Structuur van de magnetron

uitvoer
Figuur 3: Sectiemodel van een magnetron

Figuur 3: Sectiemodel van een magnetron
De magnetron is eigenlijk een diode, aangezien hij geen roosters gebruikt voor de besturing. De anode bestaat uit een massief koperblok. In het centrale gat van het anodenblok bevindt zich de cilindrische kathode, een direct verwarmde oxidekathode met een hoge emissiviteit, die in het midden wordt vastgehouden door de toevoerleidingen voor de verwarming. Aangezien de anode meestal op het aardpotentiaal staat door de grote koelvlakken, moet de kathode een zeer hoge negatieve spanning dragen. Dit betekent dat de verwarming ook op dit negatieve potentieel moet staan. Het is dan een directe verwarming, d.w.z. de kathode is direct aangesloten op een verwarmingstoevoerleiding. De toevoerleidingen moeten groot en stabiel genoeg zijn om de kathode en de verwarming op hun plaats te houden. Parallel aan de kathode is er een sterk magnetisch veld van een permanente magneet.
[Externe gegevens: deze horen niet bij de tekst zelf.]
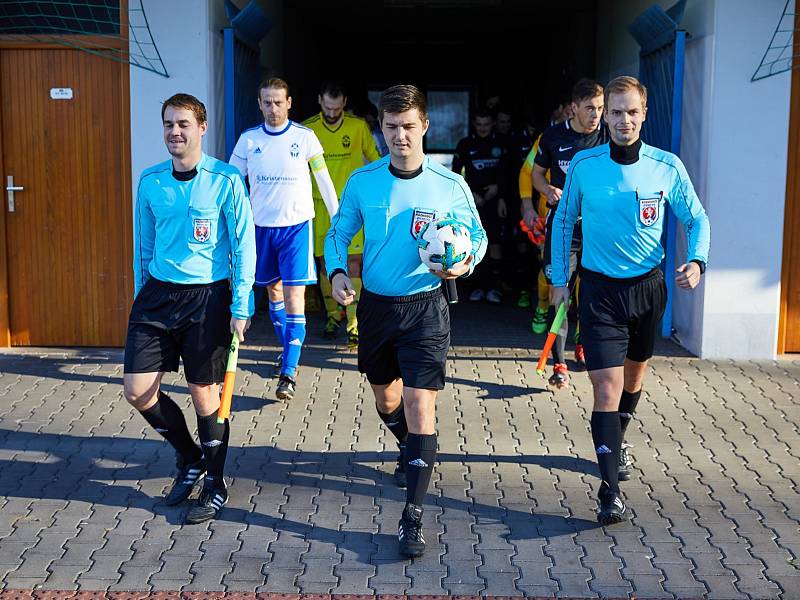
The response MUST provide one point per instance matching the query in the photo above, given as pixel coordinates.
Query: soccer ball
(443, 244)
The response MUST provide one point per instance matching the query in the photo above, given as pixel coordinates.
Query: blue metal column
(230, 96)
(675, 148)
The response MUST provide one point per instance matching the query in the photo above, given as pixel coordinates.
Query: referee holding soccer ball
(404, 322)
(621, 190)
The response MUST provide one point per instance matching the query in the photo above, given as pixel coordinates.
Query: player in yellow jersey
(348, 145)
(532, 212)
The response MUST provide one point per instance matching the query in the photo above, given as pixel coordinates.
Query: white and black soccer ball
(444, 243)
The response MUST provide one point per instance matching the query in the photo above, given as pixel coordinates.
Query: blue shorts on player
(285, 254)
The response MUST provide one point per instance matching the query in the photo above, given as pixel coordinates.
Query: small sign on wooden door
(61, 93)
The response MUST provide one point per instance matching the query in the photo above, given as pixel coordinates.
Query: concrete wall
(734, 146)
(748, 137)
(193, 59)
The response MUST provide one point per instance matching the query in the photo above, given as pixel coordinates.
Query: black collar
(184, 175)
(625, 155)
(404, 174)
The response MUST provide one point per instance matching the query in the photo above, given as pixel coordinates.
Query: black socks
(420, 456)
(607, 438)
(214, 441)
(167, 419)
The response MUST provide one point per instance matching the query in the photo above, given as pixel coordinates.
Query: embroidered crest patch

Figuur 3: Sectiemodel van een magnetron

Figuur 4: Een resonator in het anodeblok heeft de functie van een parallelle resonantiekring: de anodewanden tegenover elkaar bij de gleuf zijn de condensator, de omweg om het gat is de inductie (met slechts één wikkeling).

Figuur 4: Een resonator in het anodeblok heeft de functie van een parallelle resonantiekring: de anodewanden tegenover elkaar bij de gleuf zijn de condensator, de omweg om het gat is de inductie (met slechts één wikkeling).

Figuur 4: Een resonator in het anodeblok heeft de functie van een parallelle resonantiekring: de anodewanden tegenover elkaar bij de gleuf zijn de condensator, de omweg om het gat is de inductie (met slechts één wikkeling).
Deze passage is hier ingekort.